Ao mesmo tempo, Ministério Público Federal e Defensoria Pública da União solicitaram explicações oficiais sobre planejamento, proporcionalidade e respeito a protocolos de direitos humanos. O ministro da Justiça, Ricardo Lewandowski, disse não ter recebido pedido formal de apoio, mas a discussão sobre eventual intervenção federal voltou a circular nos corredores de Brasília.

Risco de canetaço em Brasília: o que pode acontecer agora?

Investigações paralelas: órgãos de controle avaliam abrir inquéritos sobre execuções sumárias, desaparecimentos e danos patrimoniais denunciados por moradores.
Judicialização: petições no Supremo Tribunal Federal buscam limitar operações em favelas sem plano de redução de risco para civis.
Pressão internacional: entidades de direitos humanos já articulam dossiês para a ONU e a Comissão Interamericana de Direitos Humanos.
Revisão de estratégia: especialistas em segurança sugerem reforço na inteligência policial e integração com políticas sociais de médio prazo.
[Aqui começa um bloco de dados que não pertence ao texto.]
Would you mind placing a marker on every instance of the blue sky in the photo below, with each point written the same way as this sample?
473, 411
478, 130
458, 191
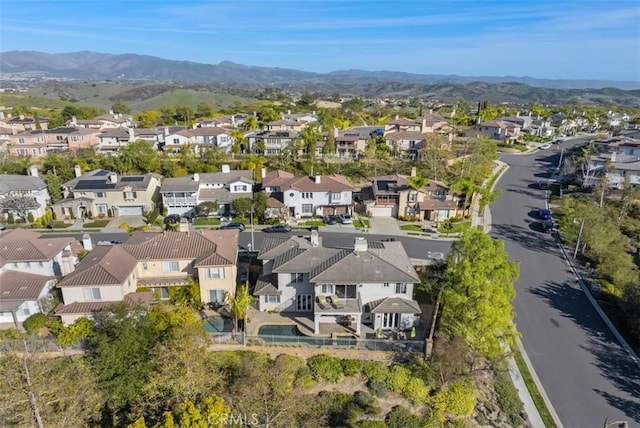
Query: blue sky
587, 39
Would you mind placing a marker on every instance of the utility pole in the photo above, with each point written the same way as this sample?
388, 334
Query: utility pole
575, 253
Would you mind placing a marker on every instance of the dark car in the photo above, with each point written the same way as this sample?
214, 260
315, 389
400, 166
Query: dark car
238, 226
172, 218
331, 219
544, 214
278, 228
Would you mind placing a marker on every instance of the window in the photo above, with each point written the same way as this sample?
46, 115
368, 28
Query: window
170, 267
216, 296
272, 298
92, 293
215, 273
401, 287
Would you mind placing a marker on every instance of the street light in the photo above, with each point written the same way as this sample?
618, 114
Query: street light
575, 253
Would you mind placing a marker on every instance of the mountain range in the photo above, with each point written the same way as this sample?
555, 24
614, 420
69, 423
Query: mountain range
96, 66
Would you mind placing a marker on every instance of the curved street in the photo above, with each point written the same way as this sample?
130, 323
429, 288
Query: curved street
586, 374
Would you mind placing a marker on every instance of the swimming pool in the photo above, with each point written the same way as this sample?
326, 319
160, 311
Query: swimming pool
217, 324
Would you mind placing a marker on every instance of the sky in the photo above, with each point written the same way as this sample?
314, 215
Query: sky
563, 39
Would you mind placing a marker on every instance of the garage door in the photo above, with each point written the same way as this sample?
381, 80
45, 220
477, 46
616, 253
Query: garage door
129, 210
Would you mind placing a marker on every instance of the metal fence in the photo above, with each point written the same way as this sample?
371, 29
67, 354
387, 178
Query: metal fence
401, 346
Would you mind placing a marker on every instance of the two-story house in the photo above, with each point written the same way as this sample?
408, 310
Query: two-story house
102, 192
371, 284
31, 186
30, 265
181, 195
310, 196
391, 196
150, 264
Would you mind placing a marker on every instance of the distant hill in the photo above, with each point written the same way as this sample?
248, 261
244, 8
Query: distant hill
153, 76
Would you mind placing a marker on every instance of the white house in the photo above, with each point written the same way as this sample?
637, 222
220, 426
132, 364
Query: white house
23, 185
181, 195
310, 196
371, 284
30, 265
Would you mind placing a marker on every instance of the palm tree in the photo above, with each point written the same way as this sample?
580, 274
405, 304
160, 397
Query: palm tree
240, 303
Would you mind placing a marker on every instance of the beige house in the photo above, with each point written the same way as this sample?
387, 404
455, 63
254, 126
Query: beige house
147, 266
102, 192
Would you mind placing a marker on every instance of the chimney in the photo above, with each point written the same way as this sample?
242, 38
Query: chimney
315, 238
86, 242
360, 245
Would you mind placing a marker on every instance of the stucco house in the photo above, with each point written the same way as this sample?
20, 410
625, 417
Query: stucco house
310, 196
24, 185
371, 284
147, 266
181, 195
30, 265
101, 191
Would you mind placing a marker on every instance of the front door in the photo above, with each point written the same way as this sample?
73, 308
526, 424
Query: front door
304, 302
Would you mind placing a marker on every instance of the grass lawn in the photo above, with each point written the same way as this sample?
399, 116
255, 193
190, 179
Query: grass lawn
533, 390
206, 221
97, 223
457, 227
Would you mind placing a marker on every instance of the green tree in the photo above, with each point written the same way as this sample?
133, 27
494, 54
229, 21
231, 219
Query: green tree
476, 304
120, 108
240, 303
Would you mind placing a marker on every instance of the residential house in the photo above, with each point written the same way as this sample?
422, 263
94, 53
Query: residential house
151, 264
102, 192
25, 185
391, 196
274, 142
371, 284
500, 130
310, 196
182, 194
30, 265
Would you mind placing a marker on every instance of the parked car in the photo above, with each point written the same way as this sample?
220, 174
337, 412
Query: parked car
345, 219
331, 219
544, 214
172, 218
278, 228
238, 226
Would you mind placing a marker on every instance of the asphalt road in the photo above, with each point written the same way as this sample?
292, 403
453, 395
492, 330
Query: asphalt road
586, 374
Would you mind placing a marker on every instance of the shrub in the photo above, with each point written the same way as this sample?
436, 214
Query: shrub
35, 322
379, 389
508, 398
397, 378
375, 371
325, 367
351, 367
416, 390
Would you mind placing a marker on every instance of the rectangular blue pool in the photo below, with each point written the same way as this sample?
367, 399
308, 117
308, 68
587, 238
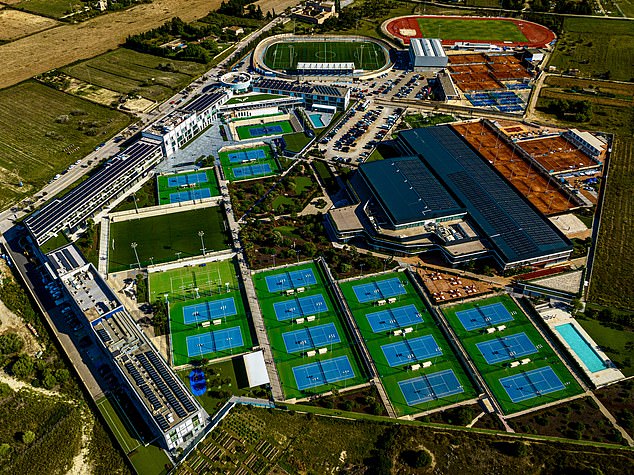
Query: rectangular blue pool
581, 347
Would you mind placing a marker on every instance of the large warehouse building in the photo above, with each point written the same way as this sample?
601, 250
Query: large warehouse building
443, 196
427, 54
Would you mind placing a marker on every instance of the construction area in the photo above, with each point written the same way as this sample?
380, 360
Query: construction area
539, 188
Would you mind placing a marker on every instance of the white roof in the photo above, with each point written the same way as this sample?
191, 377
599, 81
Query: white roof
326, 66
256, 369
427, 47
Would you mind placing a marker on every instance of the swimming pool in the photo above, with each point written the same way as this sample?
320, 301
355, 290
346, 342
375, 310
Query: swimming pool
581, 347
316, 120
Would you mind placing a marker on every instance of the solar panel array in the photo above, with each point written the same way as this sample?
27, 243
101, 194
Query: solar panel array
203, 102
82, 201
287, 86
517, 230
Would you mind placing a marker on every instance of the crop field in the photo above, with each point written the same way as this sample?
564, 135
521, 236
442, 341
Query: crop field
364, 54
596, 47
166, 237
517, 364
212, 286
128, 71
42, 131
299, 324
611, 280
379, 337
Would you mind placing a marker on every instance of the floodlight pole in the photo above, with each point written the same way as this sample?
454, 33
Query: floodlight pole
134, 245
201, 234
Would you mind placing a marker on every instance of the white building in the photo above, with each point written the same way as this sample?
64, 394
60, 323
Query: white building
427, 54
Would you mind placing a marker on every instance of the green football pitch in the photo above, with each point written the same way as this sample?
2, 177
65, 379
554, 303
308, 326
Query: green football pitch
229, 167
286, 360
201, 285
426, 329
174, 194
364, 54
166, 237
470, 30
543, 355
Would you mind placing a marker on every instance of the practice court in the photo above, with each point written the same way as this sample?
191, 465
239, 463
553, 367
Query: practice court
300, 307
482, 317
210, 342
290, 280
409, 351
246, 156
382, 289
205, 311
185, 180
537, 382
247, 171
323, 372
505, 348
431, 386
311, 337
393, 318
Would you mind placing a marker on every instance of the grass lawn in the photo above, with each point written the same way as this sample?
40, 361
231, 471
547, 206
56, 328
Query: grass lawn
364, 54
595, 46
392, 375
295, 142
617, 344
164, 236
253, 98
286, 358
611, 281
127, 71
493, 373
50, 8
214, 281
470, 30
42, 131
244, 171
194, 186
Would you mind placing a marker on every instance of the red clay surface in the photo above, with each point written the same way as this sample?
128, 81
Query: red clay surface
538, 36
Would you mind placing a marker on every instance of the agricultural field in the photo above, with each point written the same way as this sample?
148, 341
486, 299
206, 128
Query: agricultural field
129, 72
611, 280
42, 131
597, 48
16, 24
166, 237
285, 56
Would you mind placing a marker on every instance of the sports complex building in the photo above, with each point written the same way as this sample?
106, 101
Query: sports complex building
441, 195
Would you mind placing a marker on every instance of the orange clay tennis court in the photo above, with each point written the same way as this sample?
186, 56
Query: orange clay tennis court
542, 192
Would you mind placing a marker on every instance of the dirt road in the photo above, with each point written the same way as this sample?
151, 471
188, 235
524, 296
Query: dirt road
65, 44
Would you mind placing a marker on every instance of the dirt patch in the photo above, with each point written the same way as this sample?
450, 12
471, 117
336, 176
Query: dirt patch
16, 24
11, 323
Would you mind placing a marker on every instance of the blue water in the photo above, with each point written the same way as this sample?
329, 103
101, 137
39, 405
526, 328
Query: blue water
581, 347
316, 120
O que significa, na prática, a maior operação policial do Rio?

Para quem mora fora das favelas, o episódio acende o alerta sobre a fragilidade do modelo de segurança pública baseado em confrontos. No curto prazo, a tendência é de novas investidas policiais, fuga de lideranças do tráfico para outras áreas e aumento da tensão em comunidades vizinhas. No médio prazo, o debate político gira em torno do orçamento de R$ 19 bilhões e da transparência nos resultados: quantos mandados cumpridos? Qual o impacto real sobre o poder financeiro das facções? Enquanto essas respostas não vêm, crianças permanecem sem aula e trabalhadores encaram deslocamentos arriscados diariamente.

Conclusão de Impacto: quem paga a conta?

A Operação Contenção deixa o Rio de Janeiro diante de uma equação explosiva: alto investimento estatal, recorde de mortes e nenhuma garantia de pacificação duradoura. Se confirmada a tendência de ações cada vez mais letais, cresce o risco de desgaste político para o governo estadual e de intervenção judicial para conter abusos. Para moradores do Alemão e da Penha, no entanto, o dilema é imediato: sobreviver ao próximo amanhecer sem saber se haverá nova troca de tiros, se o ônibus vai passar e se o direito básico de ir e vir deixará de ser privilégio.